Tras un incremento del 25% en el primer bimestre, el sector advierte que la ineficiencia y la caída de las ventas ponen en jaque a las carnicerías, mientras que la recomposición del stock vacuno podría demorar hasta cinco años.
Actualidad04 de marzo de 2026

La dinámica inflacionaria de 2026 sigue mostrando a la carne vacuna como uno de sus protagonistas principales. Con una inflación de febrero que se proyecta por encima del 3%, el valor de la hacienda ha registrado saltos de entre el 20% y el 25% en lo que va del año.

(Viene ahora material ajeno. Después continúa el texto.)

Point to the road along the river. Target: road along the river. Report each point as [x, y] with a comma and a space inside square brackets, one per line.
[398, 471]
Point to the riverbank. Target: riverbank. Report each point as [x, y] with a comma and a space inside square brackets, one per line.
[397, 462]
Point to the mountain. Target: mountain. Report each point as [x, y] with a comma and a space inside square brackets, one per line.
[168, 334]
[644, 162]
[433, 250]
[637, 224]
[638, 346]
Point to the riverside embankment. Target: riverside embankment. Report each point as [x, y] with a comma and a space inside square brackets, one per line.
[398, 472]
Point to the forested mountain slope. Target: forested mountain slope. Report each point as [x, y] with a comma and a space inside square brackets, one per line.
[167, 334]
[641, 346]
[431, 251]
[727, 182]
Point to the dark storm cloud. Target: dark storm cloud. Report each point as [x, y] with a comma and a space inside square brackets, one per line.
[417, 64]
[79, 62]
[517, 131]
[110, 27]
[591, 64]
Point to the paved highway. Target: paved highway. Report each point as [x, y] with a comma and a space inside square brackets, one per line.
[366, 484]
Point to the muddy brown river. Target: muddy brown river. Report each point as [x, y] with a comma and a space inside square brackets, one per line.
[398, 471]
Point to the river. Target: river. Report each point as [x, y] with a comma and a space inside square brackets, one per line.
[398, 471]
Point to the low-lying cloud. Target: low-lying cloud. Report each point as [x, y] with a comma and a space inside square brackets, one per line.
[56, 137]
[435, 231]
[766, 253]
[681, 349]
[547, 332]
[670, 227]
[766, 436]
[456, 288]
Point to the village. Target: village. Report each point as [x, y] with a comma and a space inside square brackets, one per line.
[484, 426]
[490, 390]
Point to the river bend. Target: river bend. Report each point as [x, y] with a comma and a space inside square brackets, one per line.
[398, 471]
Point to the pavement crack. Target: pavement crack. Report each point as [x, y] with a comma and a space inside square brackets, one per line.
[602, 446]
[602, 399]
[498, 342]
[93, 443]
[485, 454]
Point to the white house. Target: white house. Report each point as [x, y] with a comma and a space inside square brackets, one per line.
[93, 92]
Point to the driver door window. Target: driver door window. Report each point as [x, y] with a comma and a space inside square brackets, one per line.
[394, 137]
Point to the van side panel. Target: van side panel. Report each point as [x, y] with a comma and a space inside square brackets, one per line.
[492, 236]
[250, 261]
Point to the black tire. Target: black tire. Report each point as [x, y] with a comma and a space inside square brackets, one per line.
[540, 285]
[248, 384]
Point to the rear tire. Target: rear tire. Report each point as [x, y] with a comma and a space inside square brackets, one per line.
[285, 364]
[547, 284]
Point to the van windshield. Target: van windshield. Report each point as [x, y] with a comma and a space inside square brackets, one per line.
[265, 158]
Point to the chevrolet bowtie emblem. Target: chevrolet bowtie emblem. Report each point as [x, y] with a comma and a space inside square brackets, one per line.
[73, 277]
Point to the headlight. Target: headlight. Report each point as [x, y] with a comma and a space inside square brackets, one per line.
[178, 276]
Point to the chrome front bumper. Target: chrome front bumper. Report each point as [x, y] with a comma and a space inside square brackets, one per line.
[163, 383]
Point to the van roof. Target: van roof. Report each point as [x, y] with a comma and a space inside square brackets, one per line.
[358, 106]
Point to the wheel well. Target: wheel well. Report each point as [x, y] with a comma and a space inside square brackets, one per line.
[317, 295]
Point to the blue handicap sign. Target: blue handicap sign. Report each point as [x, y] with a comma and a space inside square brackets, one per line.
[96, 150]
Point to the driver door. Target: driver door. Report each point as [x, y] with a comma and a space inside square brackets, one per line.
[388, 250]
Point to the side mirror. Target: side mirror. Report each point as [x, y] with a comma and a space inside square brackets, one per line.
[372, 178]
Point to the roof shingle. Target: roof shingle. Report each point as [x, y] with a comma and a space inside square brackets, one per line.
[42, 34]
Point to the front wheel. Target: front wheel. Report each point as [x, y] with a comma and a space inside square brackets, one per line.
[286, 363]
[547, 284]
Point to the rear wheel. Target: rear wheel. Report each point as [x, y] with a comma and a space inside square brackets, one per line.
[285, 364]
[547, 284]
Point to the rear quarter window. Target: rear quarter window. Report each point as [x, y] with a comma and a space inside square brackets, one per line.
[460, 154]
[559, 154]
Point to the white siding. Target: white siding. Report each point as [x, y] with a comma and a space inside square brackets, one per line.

Sin embargo, detrás de las cifras se esconde una crisis estructural que afecta de forma dispar a los eslabones de la cadena productiva.

​Eduardo Riera, presidente de la Sociedad Rural de Jesús María, analizó el complejo escenario actual destacando que, por primera vez en mucho tiempo, el productor es el eslabón que ha logrado una mejora en sus márgenes. "El que se ha beneficiado por primera vez en mucho tiempo es el productor; hoy el frigorífico y la carnicería están complicados en sus números por el costo", afirmó Riera en una entrevista con LA BRÚJULA.

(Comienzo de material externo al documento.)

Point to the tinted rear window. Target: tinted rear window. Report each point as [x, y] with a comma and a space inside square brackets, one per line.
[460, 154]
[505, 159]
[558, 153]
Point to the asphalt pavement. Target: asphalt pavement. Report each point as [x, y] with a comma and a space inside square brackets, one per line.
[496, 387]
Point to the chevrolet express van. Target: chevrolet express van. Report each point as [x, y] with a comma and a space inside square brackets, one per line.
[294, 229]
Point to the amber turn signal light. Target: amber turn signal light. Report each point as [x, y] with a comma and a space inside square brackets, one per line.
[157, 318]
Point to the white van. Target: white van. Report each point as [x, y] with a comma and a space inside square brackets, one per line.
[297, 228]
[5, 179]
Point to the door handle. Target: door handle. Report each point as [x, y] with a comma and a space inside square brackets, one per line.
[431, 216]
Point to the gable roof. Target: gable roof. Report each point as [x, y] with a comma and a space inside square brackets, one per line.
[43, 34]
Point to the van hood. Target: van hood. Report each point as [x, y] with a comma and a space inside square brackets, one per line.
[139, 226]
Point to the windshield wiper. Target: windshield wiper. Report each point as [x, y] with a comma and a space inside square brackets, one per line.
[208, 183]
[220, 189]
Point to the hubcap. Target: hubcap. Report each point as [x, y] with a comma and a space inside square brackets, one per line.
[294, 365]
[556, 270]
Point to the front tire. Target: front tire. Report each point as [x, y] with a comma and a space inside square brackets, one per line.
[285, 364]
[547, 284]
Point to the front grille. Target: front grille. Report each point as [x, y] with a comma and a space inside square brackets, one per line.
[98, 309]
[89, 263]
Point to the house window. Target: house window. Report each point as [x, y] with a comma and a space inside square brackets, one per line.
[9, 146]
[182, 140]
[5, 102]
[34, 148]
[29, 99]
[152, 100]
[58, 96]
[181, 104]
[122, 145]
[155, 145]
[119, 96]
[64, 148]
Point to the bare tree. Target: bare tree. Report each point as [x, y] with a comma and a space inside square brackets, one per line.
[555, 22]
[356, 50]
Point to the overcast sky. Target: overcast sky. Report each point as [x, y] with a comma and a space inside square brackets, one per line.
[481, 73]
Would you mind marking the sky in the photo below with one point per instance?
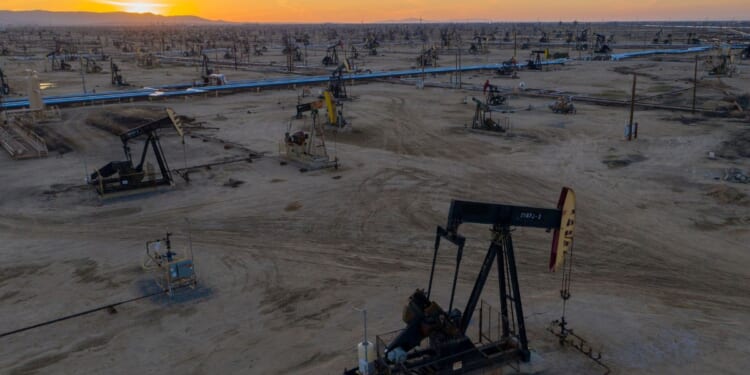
(390, 10)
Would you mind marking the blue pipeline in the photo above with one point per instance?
(187, 89)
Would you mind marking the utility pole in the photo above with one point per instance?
(695, 82)
(632, 109)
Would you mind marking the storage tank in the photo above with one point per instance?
(366, 356)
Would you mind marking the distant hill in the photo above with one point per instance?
(45, 18)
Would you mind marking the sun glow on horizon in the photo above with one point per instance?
(138, 6)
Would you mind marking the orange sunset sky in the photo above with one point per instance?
(384, 10)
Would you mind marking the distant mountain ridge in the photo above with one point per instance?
(47, 18)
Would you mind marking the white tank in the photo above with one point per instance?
(365, 355)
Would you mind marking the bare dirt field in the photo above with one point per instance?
(661, 282)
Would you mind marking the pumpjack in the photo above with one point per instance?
(483, 118)
(116, 74)
(307, 148)
(428, 57)
(492, 94)
(332, 55)
(449, 349)
(4, 88)
(91, 66)
(601, 46)
(121, 176)
(336, 83)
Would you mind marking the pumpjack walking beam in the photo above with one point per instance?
(501, 217)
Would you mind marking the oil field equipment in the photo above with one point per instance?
(172, 271)
(721, 65)
(336, 84)
(371, 45)
(483, 118)
(116, 74)
(601, 46)
(536, 64)
(209, 77)
(449, 349)
(563, 104)
(332, 54)
(91, 66)
(492, 95)
(4, 88)
(428, 57)
(307, 148)
(120, 176)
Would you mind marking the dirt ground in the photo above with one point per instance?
(660, 283)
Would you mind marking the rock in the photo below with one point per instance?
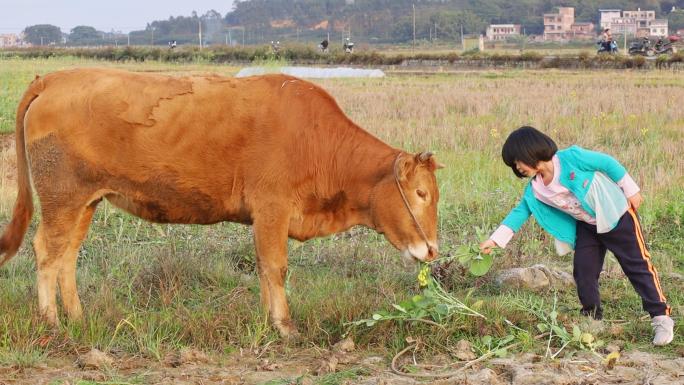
(186, 356)
(94, 359)
(328, 365)
(559, 279)
(267, 366)
(193, 356)
(523, 278)
(537, 277)
(485, 376)
(346, 345)
(464, 351)
(372, 360)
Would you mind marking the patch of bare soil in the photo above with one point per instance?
(8, 160)
(303, 366)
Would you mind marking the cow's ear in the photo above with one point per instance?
(428, 160)
(405, 166)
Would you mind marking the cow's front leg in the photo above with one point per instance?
(270, 240)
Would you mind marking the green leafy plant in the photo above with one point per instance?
(558, 333)
(434, 305)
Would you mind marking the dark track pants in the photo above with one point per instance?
(626, 241)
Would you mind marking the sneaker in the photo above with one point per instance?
(663, 327)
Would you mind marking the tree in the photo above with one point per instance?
(85, 35)
(43, 34)
(676, 20)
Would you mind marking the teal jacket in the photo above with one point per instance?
(599, 196)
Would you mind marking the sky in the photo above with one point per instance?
(117, 15)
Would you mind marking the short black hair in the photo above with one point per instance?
(527, 145)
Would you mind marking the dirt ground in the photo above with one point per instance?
(301, 367)
(318, 366)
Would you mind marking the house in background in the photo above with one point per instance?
(637, 23)
(497, 32)
(606, 17)
(658, 27)
(561, 26)
(584, 31)
(556, 25)
(10, 40)
(643, 18)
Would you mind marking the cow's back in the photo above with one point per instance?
(190, 149)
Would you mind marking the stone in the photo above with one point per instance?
(94, 359)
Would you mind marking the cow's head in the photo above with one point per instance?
(416, 238)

Liquidación de vientres y falta de previsibilidad

​Uno de los datos más alarmantes que surge del sector es el índice de faena de hembras, que se ubica actualmente en un 48%. En la jerga ganadera, superar el umbral del 45% indica que el sector no está reteniendo animales para crecer, sino que está en una fase de liquidación de stock.

​Riera explicó que la falta de previsibilidad y las intervenciones pasadas en el mercado han desmantelado campos ganaderos que hoy son agrícolas. "Recomponer esto no es fácil por el nivel de inversión... desde la concepción hasta que un animal llega a faena con los kilos necesarios pasan, mínimo, dos años y medio o tres". Bajo este panorama, una recuperación real del volumen de hacienda podría tardar entre 4 y 5 años.

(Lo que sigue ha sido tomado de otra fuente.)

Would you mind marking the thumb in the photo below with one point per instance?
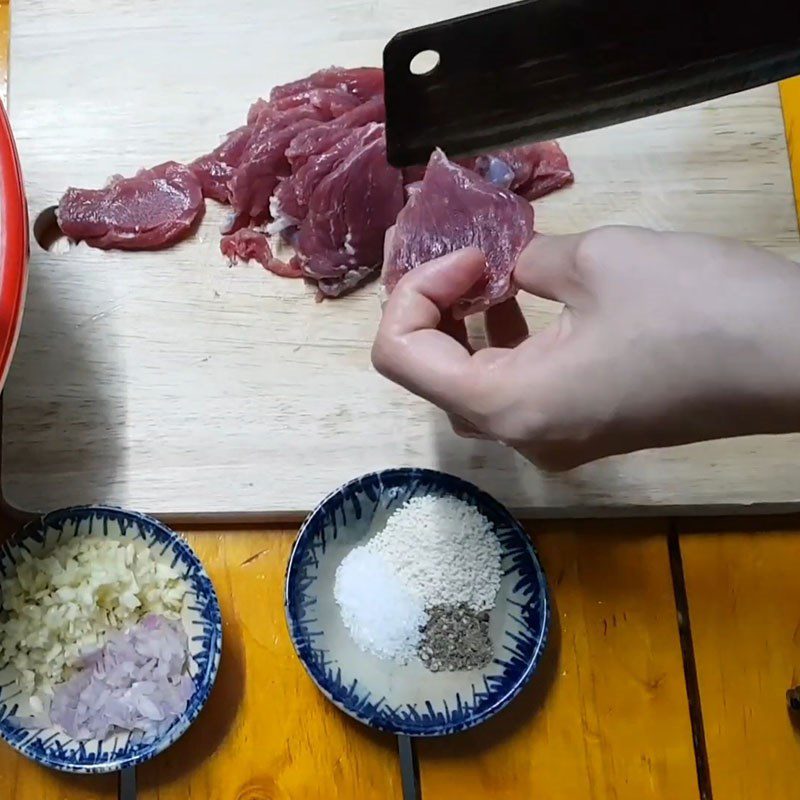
(546, 267)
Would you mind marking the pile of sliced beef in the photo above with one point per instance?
(309, 166)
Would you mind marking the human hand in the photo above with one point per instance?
(664, 339)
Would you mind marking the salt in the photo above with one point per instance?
(381, 615)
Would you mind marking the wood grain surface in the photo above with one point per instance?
(607, 716)
(267, 732)
(602, 723)
(744, 603)
(169, 382)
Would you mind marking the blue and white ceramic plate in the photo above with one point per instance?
(408, 699)
(201, 617)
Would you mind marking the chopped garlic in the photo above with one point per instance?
(59, 607)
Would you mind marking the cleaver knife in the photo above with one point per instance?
(539, 69)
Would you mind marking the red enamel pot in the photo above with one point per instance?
(13, 245)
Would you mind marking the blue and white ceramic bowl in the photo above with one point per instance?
(408, 699)
(50, 746)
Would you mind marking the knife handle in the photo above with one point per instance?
(544, 68)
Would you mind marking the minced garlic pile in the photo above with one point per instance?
(62, 606)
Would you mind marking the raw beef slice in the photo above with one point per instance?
(532, 170)
(455, 208)
(156, 208)
(362, 82)
(318, 139)
(340, 242)
(249, 245)
(289, 206)
(215, 170)
(264, 160)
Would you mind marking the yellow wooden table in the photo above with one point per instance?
(664, 678)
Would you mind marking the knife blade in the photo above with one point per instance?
(539, 69)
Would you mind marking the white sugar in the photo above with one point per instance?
(443, 550)
(382, 616)
(433, 551)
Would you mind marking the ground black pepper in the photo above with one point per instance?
(455, 638)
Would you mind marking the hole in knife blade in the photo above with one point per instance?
(424, 62)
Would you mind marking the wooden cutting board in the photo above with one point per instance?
(175, 384)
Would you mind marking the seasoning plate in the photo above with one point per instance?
(50, 746)
(407, 698)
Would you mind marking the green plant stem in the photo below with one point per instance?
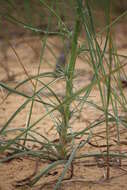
(69, 87)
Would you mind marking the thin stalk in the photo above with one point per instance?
(69, 87)
(108, 91)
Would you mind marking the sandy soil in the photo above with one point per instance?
(88, 173)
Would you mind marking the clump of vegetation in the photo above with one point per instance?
(106, 68)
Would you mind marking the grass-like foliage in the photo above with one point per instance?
(106, 68)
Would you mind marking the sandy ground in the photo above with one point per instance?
(88, 173)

El "salvese quien pueda" en el mostrador

​Mientras que en los remates de Jesús María los precios parecen haber encontrado un techo temporal, el impacto en el mostrador es severo. La caída del consumo está obligando a los carniceros a absorber costos fijos cada vez más altos con menores niveles de venta.

​Ante esta situación, la postura de la dirigencia rural es clara: eficiencia o cierre. "La inflación antes tapaba la ineficiencia, hoy esa variable ya no está", sentenció Riera. La recomendación para los últimos eslabones de la cadena es una revisión profunda de sus márgenes y estructuras de costos, ya que el bolsillo del consumidor ha comenzado a rotar hacia proteínas alternativas como el pollo o el cerdo.

El rol del Estado: "No intervenir"

​Para el sector ganadero, la solución no pasa por medidas regulatorias, sino por la transparencia del mercado. "Lo ideal sería dar previsibilidad y la forma es no intervenir, dejar que la oferta y la demanda se acomoden", concluyó el dirigente. Según esta visión, solo un precio estable y un mercado libre incentivarán a los productores a invertir nuevamente en ganadería, lo que a largo plazo aumentaría la oferta y estabilizaría los precios para el consumidor final.